A l’origine, un petit garçon avait expliqué à deux médecins que chez son père, une personne lui « avait mis un doigt dans le cucu et fait plein de bisous sur la bouche ».

Le procureur Bertossa (Suisse) et la juge Ringot (France) présumaient qu’il figurait sur le fichier Zandwoort, longue liste d’enfants victimes de la pornographie et autres tortures, mais personne ne sait pourquoi, l’enquête fut l’objet de sérieux dérapages dès qu’apparut un magistrat déculotté parmi les photos des crimes. La France classera le dossier Zandwoort « secret-défense » : quel rapport avec un magistrat déculotté ( en train d’abuser d’un enfantde 11 ans selon une source sûre) ?

La juge Isabelle LOUMAIGNE-BREHAT confia alors la garde de l’enfant au père, évacuant le fait que c’était celui-ci qui avait quitté le domicile conjugal pour une autre femme, ceci après avoir prononcé le divorce aux torts de l’épouse.

En 2001 les juges Franck LAFOSSAS et Philippe GUENARD confirmaient répétitivement en appel les décisions de la juge dans l’intérêt supérieur de l’enfant ajoutant : « que le changement de résidence se fera, au besoin, avec l’assistance de la force publique ».

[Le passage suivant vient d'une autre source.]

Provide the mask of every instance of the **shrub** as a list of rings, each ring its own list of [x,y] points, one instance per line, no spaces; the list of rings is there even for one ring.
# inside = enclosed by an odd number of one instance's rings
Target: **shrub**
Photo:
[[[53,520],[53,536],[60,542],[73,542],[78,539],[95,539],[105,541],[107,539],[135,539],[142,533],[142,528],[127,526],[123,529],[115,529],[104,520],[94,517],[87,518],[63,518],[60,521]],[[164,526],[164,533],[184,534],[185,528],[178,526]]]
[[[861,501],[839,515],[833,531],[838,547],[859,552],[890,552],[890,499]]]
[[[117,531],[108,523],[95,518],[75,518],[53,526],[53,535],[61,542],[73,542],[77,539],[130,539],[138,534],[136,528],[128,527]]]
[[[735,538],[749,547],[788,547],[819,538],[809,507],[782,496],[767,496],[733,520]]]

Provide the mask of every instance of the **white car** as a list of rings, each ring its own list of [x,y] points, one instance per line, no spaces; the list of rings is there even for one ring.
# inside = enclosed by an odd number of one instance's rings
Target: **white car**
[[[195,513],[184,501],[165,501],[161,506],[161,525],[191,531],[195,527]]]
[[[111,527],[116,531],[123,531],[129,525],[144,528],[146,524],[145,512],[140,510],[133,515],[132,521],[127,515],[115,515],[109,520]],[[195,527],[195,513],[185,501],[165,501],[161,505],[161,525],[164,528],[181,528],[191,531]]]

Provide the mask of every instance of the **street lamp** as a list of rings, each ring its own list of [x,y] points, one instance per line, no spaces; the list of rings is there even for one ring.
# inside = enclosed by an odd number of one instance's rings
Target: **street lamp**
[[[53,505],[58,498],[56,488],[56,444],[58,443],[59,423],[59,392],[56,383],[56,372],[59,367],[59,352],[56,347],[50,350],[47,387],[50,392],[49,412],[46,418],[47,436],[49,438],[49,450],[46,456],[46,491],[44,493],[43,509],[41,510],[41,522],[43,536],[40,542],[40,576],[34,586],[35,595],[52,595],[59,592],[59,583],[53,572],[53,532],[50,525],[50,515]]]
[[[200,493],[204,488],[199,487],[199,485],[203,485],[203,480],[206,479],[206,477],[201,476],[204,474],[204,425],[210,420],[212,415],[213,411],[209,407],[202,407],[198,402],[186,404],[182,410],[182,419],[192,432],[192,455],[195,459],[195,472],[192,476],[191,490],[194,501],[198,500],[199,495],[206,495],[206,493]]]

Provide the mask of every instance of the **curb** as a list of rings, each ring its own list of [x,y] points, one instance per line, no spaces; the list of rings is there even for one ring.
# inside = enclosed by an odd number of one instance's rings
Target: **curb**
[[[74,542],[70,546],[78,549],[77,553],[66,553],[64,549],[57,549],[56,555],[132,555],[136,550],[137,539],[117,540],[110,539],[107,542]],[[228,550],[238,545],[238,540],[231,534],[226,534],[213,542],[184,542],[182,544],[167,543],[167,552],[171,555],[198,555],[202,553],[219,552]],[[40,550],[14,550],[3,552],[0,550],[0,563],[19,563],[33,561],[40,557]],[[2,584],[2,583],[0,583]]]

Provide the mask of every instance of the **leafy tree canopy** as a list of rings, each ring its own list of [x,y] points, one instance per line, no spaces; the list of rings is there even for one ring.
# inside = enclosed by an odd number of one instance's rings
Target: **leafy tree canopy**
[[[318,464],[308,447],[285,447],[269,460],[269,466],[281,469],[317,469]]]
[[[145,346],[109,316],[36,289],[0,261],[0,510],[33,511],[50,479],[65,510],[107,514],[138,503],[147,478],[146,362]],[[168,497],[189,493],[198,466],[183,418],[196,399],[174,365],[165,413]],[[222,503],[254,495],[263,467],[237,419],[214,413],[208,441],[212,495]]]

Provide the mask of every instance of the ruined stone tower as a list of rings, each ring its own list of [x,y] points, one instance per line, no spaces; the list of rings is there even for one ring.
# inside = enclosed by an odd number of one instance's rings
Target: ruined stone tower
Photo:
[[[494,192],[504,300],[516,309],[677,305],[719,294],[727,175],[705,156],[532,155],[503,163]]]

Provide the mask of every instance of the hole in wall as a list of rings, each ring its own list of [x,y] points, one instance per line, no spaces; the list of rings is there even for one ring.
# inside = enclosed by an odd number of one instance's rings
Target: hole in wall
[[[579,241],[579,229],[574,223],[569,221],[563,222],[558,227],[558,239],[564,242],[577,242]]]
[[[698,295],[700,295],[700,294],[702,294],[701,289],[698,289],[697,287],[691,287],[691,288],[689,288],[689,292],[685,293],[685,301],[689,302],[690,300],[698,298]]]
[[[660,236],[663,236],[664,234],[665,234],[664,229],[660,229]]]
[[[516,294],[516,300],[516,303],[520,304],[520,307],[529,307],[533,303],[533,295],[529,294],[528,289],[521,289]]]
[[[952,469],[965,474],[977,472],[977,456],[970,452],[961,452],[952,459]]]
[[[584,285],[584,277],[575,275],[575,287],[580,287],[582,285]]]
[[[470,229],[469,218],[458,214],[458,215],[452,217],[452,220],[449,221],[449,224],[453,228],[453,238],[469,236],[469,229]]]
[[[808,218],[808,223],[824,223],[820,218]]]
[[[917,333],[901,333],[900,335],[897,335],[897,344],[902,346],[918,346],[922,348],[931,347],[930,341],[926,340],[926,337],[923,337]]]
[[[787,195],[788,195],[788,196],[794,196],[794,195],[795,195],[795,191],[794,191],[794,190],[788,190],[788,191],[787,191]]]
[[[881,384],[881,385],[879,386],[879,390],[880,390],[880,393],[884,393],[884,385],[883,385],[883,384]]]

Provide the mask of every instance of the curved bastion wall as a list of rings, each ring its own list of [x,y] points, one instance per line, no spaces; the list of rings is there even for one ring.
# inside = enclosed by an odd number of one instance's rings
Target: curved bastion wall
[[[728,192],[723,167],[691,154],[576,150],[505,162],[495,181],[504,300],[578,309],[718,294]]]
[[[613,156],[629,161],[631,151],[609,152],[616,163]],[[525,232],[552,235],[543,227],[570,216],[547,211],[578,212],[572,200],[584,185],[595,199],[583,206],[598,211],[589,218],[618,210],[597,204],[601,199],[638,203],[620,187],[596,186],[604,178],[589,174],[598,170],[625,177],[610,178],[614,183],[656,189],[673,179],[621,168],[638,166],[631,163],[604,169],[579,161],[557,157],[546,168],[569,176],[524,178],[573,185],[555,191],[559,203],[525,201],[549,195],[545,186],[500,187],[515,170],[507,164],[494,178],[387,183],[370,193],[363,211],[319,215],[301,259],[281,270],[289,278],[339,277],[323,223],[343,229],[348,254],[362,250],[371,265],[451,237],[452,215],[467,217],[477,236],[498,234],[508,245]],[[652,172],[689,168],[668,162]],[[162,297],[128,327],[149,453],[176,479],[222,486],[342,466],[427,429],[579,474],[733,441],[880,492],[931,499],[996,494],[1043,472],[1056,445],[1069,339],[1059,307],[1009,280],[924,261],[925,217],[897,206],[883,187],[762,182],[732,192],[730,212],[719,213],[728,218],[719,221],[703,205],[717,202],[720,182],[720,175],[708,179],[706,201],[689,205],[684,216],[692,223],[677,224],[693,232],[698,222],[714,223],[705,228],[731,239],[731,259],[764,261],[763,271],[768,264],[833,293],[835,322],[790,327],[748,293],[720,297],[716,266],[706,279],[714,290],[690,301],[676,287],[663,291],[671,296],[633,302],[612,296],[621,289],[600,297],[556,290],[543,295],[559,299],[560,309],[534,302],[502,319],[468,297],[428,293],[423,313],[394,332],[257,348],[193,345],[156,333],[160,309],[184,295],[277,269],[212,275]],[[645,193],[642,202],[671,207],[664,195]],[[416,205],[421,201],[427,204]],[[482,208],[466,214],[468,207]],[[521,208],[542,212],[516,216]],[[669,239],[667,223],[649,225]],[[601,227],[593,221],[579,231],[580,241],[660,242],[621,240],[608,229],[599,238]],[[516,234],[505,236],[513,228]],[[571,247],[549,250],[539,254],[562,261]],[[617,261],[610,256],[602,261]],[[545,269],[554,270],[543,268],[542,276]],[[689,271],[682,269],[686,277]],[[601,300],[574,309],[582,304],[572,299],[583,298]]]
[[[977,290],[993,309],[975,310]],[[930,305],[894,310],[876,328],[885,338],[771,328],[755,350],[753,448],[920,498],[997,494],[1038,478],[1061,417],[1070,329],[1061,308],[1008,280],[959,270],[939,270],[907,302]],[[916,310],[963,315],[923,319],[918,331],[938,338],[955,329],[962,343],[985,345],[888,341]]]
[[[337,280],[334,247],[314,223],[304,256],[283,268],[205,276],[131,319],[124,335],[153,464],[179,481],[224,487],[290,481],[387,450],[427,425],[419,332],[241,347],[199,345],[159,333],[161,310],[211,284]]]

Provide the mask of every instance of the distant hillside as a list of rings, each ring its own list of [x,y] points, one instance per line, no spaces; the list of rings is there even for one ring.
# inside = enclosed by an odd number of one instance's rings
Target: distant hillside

Entre temps le tribunal de Bordeaux avait désigné Claude Amirault, expert clinicien, qui expliqua:  » Les jeux provocateurs a thématique sexuelle chez les enfants de 3 à 5 ans (filles ou garçons), sont monnaie courante en ce qui constitue même le mode d’expression privilégié pour l’accession de tout sujet à son identité sexuelle. »

Poussée par la peur, la maman Patricia Poupard décide de se réfugier en Suisse avec son fils  où elle est invitée à demander l’asile politique. Le Dr. Jean-Pierre Caretti du Centre d’accueil des Cernets-Verrières demande aux laboratoires Brunnhof une analyse qui fera apparaître que ce jeune garçon de 7 ans est atteint de chlamidya. Il s’agit d’une maladie vénérienne des plus contagieuses qui se transmet uniquement par rapport sexuel non protégé. Elle peut passer longtemps inaperçue puis se propager brutalement de manière ravageuse.

En 2004 le juge Jean-Pierre BRUN, « expert en blanchiment d’argent, criminalité organisée et autres affaires difficiles » est dépêché à Bordeaux. Il lance aussitôt un mandat d’arrêt international à l’encontre de Patricia Poupard pour enlèvement parental. Elle fut arrêtée le 1er avril 2004 et incarcérée. L’analyse de laboratoire concernant l’enfant fut alors confisquée. Le juge excédé par les objections justifiées de Patricia perdra son sang-froid s’adressant à elle en hurlant.

Patricia Poupard sera alors jugée à huis clos et menottes aux poignets et sans la défense d’un avocat par la juge Thérèse PERET. Elle ne toléra pas que l’accusée demande la récusation du procureur Marc FRITSCH pour avoir fait une grève de la faim préalablement à sa fuite vers la Suisse. Enfin elle justifia la mise en détention de Patricia par le fait qu’elle risquait cinq ans de prison alors que le code pénal n’en prévoit que deux au maximum.

Le jour du jugement les menottes furent enlevées à Patricia (presse oblige). Le procureur FRITSCH réclamera un an de détention dont une partie ferme pour couvrir la détention préventive, assortie d’une mise à l’épreuve, pour « avoir décidé de faire obstacle aux relations naturelles qu’un fils doit avoir avec son père. » Patricia Poupard osa mentionner le rapport de l’ONU qui dénonçait le sabotage par la France de l’enquête sur le fichier Zandwoort. « Cela devient indécent » coupa le président qui la condamna au-delà des réquisitions à 18 mois dont 9 avec sursis, une mise à l’épreuve de 3 ans avec  obligation de soins psychiatriques, interdiction de quitter le territoire et interdiction de voir son fils seule.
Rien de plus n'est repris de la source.